Covariates included perceived susceptibility and self-efficacy given their known relationships with prevention behavior [2]. Following Tabachnick and Fidell [37], we selected covariates based on their evidence-based substantial association with the dependent variable, prioritizing those with the strongest relationships to maximize statistical power and avoid redundancy when they were correlated with other independent variables.
Awareness of consequences.
Awareness of the consequences of mask wearing was measured with a slider from 0 (“none” or 0%) to 100 (“completely” or 100%). Two items were used including “I am less likely to spread COVID-19 to others if I wear (or continue to) a mask in public” [5].
Perceived severity.
Perceived severity about COVID-19 was measured with a slider from 0 (“none”) to 100 (“completely”). Two items were used including “COVID-19 is a serious health threat” [2].
Moral norms.
Moral norms were measured with a 7-point Likert scale (from 1 = strongly agree to 7 = strongly disagree; later reverse coded). Three items were used including “I believe that wearing a mask in public is the right thing to do” [38].
Anticipated guilt.
Anticipated guilt was measured with a slider from 0 (“none” or 0%) to 100 (“completely,” or 100%) and 7-point Likert scale. Two items were used including “I would feel guilty if... I went out in public without a mask” [39].
Collective orientation.
Collective orientation was measured with a 7-point Likert scale (from 1 = strongly agree to 7 = strongly disagree). Five items were used, including “I would do what would help people around me, even if I didn’t like doing it” [28,33].

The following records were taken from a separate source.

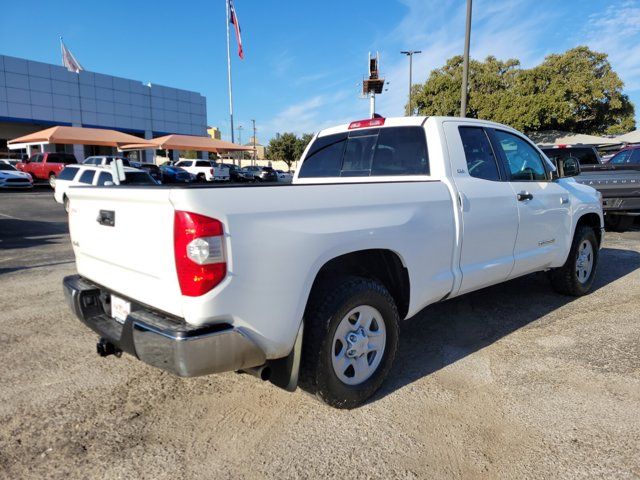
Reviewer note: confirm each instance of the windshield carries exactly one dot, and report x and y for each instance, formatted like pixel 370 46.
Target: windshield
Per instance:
pixel 584 155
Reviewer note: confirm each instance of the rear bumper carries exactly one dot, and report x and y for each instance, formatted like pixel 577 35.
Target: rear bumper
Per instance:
pixel 166 343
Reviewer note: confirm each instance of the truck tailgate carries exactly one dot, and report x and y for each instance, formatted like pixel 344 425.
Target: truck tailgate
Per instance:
pixel 133 257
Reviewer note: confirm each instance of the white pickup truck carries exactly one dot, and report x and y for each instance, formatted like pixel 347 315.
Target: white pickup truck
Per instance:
pixel 306 283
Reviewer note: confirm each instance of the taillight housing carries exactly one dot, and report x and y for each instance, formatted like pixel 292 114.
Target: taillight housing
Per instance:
pixel 198 243
pixel 369 122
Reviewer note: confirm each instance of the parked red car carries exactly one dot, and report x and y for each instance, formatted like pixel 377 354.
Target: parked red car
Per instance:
pixel 46 166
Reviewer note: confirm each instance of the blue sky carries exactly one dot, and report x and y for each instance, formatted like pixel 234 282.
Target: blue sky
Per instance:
pixel 304 60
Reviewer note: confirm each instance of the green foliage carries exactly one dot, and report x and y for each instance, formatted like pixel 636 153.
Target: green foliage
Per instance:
pixel 576 91
pixel 287 147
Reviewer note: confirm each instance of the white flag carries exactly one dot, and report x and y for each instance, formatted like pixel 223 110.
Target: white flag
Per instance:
pixel 68 60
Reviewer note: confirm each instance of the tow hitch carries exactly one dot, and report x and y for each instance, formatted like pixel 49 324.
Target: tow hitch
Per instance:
pixel 106 348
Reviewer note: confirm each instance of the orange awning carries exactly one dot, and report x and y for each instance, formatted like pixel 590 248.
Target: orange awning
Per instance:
pixel 189 142
pixel 81 136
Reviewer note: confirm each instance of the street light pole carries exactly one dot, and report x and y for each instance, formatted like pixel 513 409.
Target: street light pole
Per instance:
pixel 254 141
pixel 465 63
pixel 410 54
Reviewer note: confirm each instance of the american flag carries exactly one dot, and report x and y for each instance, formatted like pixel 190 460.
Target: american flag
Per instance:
pixel 233 19
pixel 68 60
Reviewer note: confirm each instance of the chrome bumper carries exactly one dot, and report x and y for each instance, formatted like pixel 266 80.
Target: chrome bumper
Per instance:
pixel 167 343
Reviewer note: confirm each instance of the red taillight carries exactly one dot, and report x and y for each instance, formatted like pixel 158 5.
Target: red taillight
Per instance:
pixel 198 244
pixel 371 122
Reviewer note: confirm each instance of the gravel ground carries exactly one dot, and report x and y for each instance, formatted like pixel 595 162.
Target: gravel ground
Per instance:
pixel 512 382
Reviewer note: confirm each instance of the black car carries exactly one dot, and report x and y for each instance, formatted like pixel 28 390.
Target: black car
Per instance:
pixel 150 168
pixel 235 173
pixel 617 182
pixel 171 174
pixel 267 174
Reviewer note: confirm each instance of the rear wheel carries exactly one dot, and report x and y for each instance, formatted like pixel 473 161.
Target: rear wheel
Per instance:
pixel 576 276
pixel 350 341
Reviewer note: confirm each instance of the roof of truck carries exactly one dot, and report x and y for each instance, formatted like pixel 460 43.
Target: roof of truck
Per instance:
pixel 381 122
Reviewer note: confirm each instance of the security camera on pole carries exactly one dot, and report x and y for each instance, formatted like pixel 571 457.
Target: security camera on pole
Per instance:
pixel 374 84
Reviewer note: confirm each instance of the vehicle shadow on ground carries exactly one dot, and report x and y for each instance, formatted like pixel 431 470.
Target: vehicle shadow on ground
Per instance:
pixel 444 333
pixel 19 234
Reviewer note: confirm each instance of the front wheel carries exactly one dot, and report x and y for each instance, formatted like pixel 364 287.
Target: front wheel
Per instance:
pixel 350 342
pixel 576 276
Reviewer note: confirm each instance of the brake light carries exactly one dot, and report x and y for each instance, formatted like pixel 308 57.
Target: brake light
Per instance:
pixel 370 122
pixel 198 244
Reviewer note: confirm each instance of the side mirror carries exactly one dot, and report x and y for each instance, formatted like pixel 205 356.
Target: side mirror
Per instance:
pixel 569 167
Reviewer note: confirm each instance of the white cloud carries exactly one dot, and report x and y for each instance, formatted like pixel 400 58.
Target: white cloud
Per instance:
pixel 616 31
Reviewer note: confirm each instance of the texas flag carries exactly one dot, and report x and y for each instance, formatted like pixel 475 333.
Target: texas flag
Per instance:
pixel 233 19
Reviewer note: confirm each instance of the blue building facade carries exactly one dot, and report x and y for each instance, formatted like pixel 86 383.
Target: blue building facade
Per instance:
pixel 35 95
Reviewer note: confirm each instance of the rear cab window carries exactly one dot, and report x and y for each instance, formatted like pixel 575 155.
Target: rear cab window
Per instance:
pixel 584 155
pixel 87 177
pixel 372 152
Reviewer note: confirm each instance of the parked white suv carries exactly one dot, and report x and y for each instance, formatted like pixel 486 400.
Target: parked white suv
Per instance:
pixel 90 175
pixel 205 170
pixel 384 217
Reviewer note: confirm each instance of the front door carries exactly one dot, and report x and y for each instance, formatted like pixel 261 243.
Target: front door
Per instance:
pixel 543 205
pixel 486 205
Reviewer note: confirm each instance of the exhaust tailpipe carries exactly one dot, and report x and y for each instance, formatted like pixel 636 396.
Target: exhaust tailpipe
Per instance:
pixel 105 348
pixel 263 372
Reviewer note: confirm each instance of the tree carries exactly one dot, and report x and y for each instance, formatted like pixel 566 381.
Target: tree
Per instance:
pixel 287 147
pixel 576 91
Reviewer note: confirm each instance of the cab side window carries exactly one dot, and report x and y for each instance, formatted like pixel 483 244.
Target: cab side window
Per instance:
pixel 481 161
pixel 523 161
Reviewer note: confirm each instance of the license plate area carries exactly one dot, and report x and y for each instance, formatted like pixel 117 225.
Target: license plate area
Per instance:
pixel 120 309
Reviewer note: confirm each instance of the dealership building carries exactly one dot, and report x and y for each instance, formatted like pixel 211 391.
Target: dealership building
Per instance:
pixel 35 95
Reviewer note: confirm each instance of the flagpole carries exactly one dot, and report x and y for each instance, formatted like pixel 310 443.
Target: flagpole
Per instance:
pixel 229 72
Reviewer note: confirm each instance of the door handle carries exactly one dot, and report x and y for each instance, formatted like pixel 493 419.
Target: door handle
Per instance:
pixel 522 196
pixel 107 218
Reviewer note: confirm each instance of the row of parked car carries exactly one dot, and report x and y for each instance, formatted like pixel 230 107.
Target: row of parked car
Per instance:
pixel 48 166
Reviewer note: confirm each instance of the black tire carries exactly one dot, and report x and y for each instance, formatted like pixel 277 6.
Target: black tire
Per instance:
pixel 619 223
pixel 326 310
pixel 565 279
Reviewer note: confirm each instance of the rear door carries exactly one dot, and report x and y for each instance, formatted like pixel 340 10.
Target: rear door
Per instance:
pixel 543 205
pixel 487 205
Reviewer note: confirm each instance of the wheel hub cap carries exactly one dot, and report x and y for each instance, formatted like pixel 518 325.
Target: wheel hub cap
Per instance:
pixel 358 345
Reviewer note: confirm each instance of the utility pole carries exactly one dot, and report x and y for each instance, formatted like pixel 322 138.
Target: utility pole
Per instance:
pixel 253 122
pixel 410 54
pixel 465 63
pixel 240 127
pixel 229 72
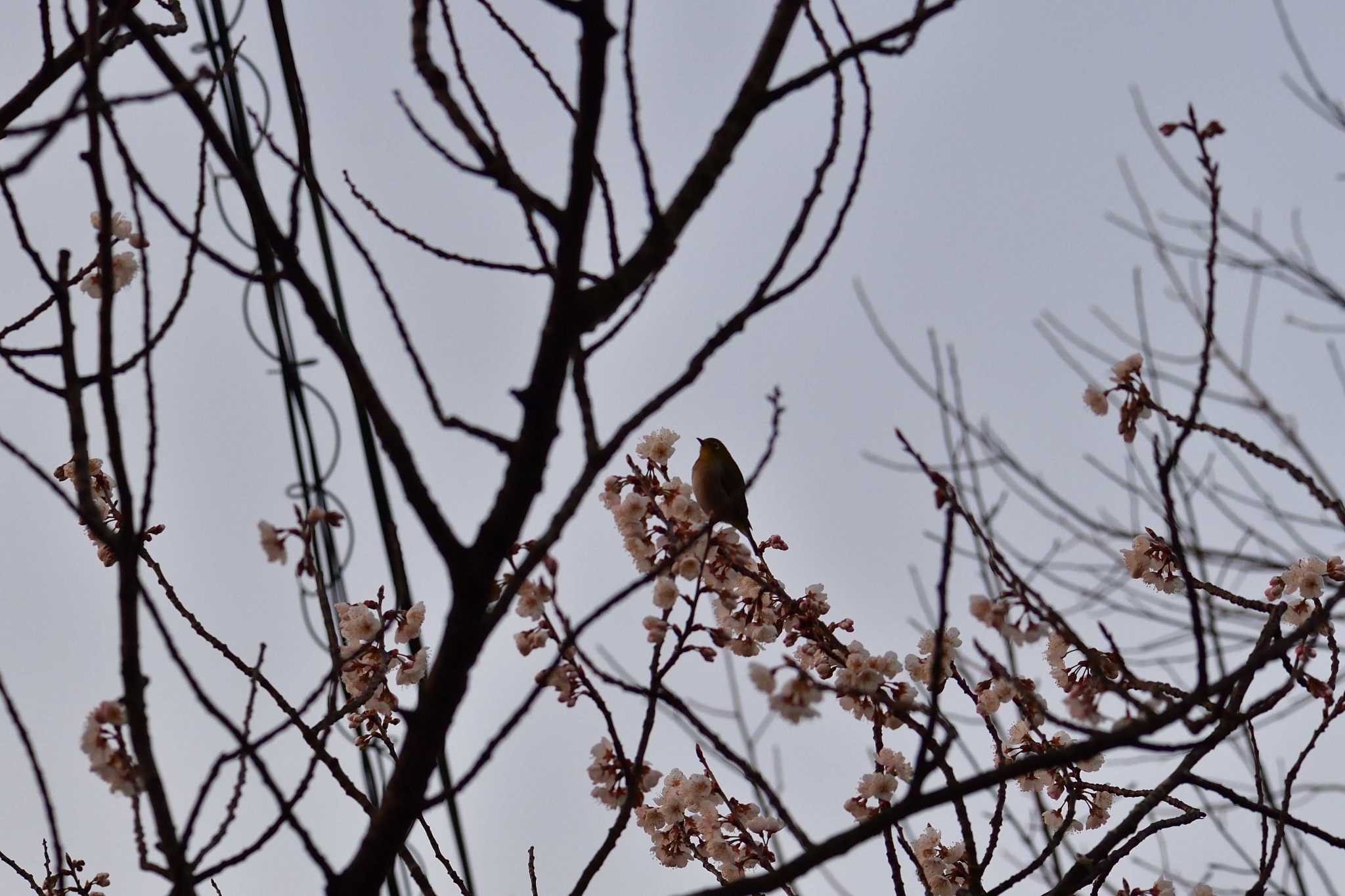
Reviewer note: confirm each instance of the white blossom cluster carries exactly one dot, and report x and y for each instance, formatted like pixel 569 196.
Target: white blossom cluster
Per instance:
pixel 366 664
pixel 1152 559
pixel 102 742
pixel 609 775
pixel 1306 578
pixel 996 614
pixel 1162 887
pixel 881 785
pixel 943 868
pixel 685 822
pixel 101 486
pixel 1125 373
pixel 1060 782
pixel 124 265
pixel 794 700
pixel 1082 681
pixel 1001 689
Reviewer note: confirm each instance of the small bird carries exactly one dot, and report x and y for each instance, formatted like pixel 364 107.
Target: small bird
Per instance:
pixel 720 488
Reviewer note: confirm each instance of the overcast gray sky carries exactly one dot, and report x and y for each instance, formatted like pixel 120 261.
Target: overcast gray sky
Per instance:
pixel 994 159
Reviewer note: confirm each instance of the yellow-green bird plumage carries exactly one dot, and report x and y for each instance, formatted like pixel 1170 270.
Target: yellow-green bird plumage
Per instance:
pixel 720 488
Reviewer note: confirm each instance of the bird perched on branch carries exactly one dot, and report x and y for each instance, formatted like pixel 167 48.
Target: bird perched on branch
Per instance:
pixel 720 488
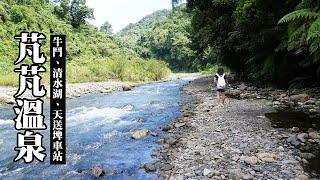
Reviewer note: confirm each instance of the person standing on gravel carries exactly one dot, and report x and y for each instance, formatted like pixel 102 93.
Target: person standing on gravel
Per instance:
pixel 220 81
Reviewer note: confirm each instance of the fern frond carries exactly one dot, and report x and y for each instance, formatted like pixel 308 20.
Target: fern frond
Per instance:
pixel 314 30
pixel 304 14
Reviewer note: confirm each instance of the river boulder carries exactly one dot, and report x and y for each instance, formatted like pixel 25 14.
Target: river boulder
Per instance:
pixel 126 88
pixel 140 134
pixel 299 97
pixel 96 172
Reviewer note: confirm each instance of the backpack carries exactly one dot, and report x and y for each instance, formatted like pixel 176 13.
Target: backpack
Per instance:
pixel 221 84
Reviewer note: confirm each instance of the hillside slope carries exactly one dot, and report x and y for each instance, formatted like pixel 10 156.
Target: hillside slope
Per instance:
pixel 92 55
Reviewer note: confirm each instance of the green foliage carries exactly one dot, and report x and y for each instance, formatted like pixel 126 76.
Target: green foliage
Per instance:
pixel 92 55
pixel 162 35
pixel 106 28
pixel 75 12
pixel 245 36
pixel 298 15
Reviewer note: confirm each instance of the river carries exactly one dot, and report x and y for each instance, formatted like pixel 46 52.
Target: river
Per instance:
pixel 99 127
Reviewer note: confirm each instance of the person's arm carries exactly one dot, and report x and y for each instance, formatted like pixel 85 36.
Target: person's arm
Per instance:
pixel 226 79
pixel 215 80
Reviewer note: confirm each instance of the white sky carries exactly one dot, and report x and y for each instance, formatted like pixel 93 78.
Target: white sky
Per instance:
pixel 120 13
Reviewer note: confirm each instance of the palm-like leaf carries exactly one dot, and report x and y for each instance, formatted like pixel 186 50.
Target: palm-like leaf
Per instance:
pixel 299 14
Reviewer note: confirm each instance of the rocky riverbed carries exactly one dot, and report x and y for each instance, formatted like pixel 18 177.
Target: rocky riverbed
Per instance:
pixel 78 89
pixel 236 141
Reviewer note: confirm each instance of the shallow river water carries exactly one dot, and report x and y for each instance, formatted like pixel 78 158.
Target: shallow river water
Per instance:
pixel 99 127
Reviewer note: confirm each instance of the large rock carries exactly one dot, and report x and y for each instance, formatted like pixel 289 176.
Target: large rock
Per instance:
pixel 307 156
pixel 314 135
pixel 293 140
pixel 302 137
pixel 96 172
pixel 300 97
pixel 140 134
pixel 126 88
pixel 252 160
pixel 242 87
pixel 267 157
pixel 207 172
pixel 149 167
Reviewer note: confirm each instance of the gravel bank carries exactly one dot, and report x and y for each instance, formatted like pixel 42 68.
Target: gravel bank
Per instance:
pixel 78 89
pixel 231 142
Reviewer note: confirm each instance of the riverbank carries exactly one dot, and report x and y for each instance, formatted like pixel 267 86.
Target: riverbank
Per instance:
pixel 78 89
pixel 232 142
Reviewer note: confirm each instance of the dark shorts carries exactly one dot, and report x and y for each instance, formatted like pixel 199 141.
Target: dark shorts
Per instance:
pixel 220 90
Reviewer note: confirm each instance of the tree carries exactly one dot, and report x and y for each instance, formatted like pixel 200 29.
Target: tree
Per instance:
pixel 175 3
pixel 74 13
pixel 106 28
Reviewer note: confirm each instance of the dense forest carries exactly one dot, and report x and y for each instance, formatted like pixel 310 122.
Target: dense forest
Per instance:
pixel 92 55
pixel 269 41
pixel 162 35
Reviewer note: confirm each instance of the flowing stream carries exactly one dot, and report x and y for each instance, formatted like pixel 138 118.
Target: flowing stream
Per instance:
pixel 99 127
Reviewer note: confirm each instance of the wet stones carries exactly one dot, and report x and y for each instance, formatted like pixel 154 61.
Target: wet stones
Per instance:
pixel 314 135
pixel 126 87
pixel 267 157
pixel 299 98
pixel 150 167
pixel 302 137
pixel 293 140
pixel 96 172
pixel 252 160
pixel 140 134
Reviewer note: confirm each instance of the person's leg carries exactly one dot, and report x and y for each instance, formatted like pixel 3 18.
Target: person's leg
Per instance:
pixel 223 97
pixel 218 97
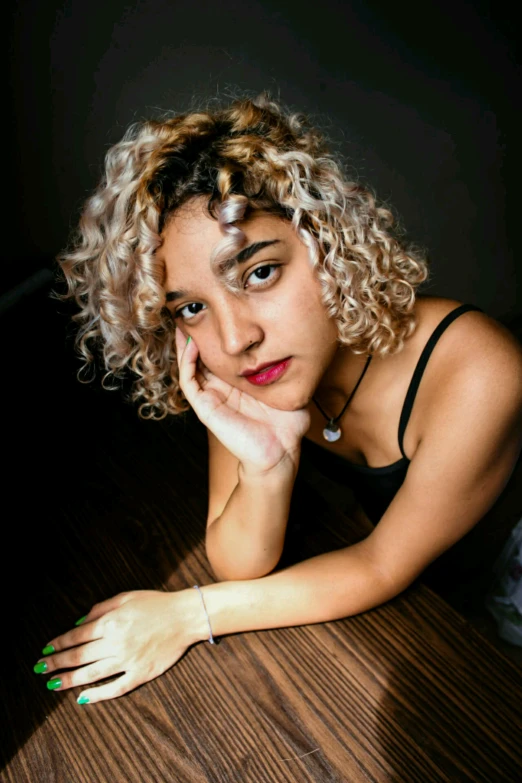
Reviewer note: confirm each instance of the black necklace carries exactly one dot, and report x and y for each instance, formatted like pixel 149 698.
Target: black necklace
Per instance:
pixel 332 431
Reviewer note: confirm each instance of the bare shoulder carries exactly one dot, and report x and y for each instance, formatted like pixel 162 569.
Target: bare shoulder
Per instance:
pixel 476 350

Prosocial prevention behavior.
Participants were asked to indicate the extent to which they would wear a mask with different rating scales such as a slide from 0 (“none” or 0%) to 100 (“completely” or 100%). Four items were used such as “wear a mask when I am out” [40].
Analyses
To test the hypotheses, we first examined bivariate correlations among all variables in our theoretical model (Table 2). Next, we conducted a series of regressions using SPSS Version 23 with the purpose of assessing the ability of the independent variable and each mediator to predict mask wearing, controlling for demographics, perceived susceptibility, and self-efficacy.
Results
A simple regression was performed to test hypothesis 1. The regression analysis revealed that the model significantly predicted moral norms, F(1, 8776) = 8096.12, p < .001, R2 = .69. Awareness of consequences was found to be positively related to moral norms, B = .04, SE = .00, p < .001. This indicates that an increase in awareness of consequences was associated with an increase in perceived moral norms, which was consistent with hypothesis 1.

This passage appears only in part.